Table Operations: An Overview

This section describes the basic transformations you can do with Pathway.

Assignment and renaming

You can create a column in a table using the select and assignment (=) operators:

  • t.select(new_col=t.colA + t.colB)
  • t.select(new_col="default value")

To rename a column, you can do the same (use select) or use rename:

  • t.select(new_col=t.old_col)
  • t.rename(new_col=t.old_col)

Selection and indexing

Description Operators Example
Select a column select and dot/bracket notations t.select(t.colA, t['colB'], pw.this.colC)
Select all columns select and star notation t.select(*pw.this)
Removing columns without and dot/bracket notations t.without(t.colA, t.colB)
Referring to the current table pw.this t1.select(new_col=pw.this.colA + pw.this.colB)
Referring to a table in a join/window pw.left and pw.right notations t1.join(t2, pw.left.colA == pw.right.colB).reduce(*pw.left, pw.right.colC)
Reference indexing ix_ref t_selected_ids.select(selected=t.ix_ref(column).name)
Reindexing with_id_from t.with_id_from(t_new_ids.new_id_source)

Arithmetic operators

Description Operators Example
Addition + t.select(new_col=t.colA + t.colB)
Subtraction - t.select(new_col=t.colA - t.colB)
Multiplication * t.select(new_col=t.colA * t.colB)
Division / t.select(new_col=t.colA / t.colB)
Floor division // t.select(new_col=t.colA // t.colB)
Modulus % t.select(new_col=t.colA % t.colB)
Exponentiation ** t.select(new_col=t.colA ** t.colB)

Comparisons operators

Description Operators Example
Equal == t.select(new_col=t.colA == t.colB)
Not equal != t.select(new_col=t.colA != t.colB)
Greater than > t.select(new_col=t.colA > t.colB)
Less than < t.select(new_col=t.colA < t.colB)
Greater than or equal to >= t.select(new_col=t.colA >= t.colB)
Less than or equal to <= t.select(new_col=t.colA <= t.colB)

Boolean operators

Description Operators Example
And & t.select(new_col=t.colA & t.colB)
Or | t.select(new_col=t.colA | t.colB)
Not ~ t.select(new_col=~t.colA)
Exclusive or (XOR) ^ t.select(new_col=t.colA ^ t.colB)

Filtering

You can filter rows using the filter operator:

  • t.filter(~pw.this.column)
  • t.filter(pw.this.column > value)

Missing data

The pw.coalesce operator returns the first not-None value from the given columns:

  • t.select(new_col=pw.coalesce(t.colA, t.colB))
  • t.select(new_col=pw.coalesce(t.colA, 10)

Aggregation

You can aggregate data across the rows of the table using the groupby and reduce operators:

t.groupby(pw.this.column).reduce(sum=pw.reducers.sum(pw.this.value))

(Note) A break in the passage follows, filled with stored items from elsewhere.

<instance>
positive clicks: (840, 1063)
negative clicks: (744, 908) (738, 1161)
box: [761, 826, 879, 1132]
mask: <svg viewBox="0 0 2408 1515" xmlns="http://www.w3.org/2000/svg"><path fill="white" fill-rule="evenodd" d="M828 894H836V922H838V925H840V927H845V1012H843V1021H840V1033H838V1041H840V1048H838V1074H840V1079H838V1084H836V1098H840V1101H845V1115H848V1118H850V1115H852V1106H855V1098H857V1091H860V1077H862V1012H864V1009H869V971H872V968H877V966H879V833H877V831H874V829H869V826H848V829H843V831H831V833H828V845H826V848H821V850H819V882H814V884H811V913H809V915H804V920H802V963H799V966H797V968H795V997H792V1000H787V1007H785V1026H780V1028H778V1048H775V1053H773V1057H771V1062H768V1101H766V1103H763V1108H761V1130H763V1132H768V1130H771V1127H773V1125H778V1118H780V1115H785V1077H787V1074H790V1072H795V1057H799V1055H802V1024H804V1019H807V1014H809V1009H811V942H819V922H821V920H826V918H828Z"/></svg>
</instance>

You can read our dedicated tutorial to learn more about it.

Reducers

Pathway provides several reducers to use on the aggregated values:

Reducer Example
any t.groupby(t.colA).reduce(col_any=pw.reducers.any(t.colB))
argmax t.groupby(t.colA).reduce(col_argmax=pw.reducers.argmax(t.colB))
argmin t.groupby(t.colA).reduce(col_argmin=pw.reducers.argmin(t.colB))
avg t.groupby(t.colA).reduce(col_avg=pw.reducers.avg(t.colB))
earliest t.groupby(t.colA).reduce(col_min=pw.reducers.earliest(t.colB))
latest t.groupby(t.colA).reduce(col_max=pw.reducers.latest(t.colB))
max t.groupby(t.colA).reduce(col_max=pw.reducers.max(t.colB))
min t.groupby(t.colA).reduce(col_min=pw.reducers.min(t.colB))
ndarray t.groupby(t.colA).reduce(col_array=pw.reducers.ndarray(t.colB))
sorted_tuple t.groupby(t.colA).reduce(col_tuple=pw.reducers.sorted_tuple(t.colB))
sum t.groupby(t.colA).reduce(col_sum=pw.reducers.sum(t.colB))
tuple t.groupby(t.colA).reduce(col_tuple=pw.reducers.tuple(t.colB))
unique t.groupby(t.colA).reduce(col_unique=pw.reducers.unique(t.colB))

You can also create your own stateful reducers.

Joins

You can use a join to combine columns from two different tables by associating rows from both tables which are matching on some given values:

t1.join(t2, pw.left.column == pw.right.column).select(...)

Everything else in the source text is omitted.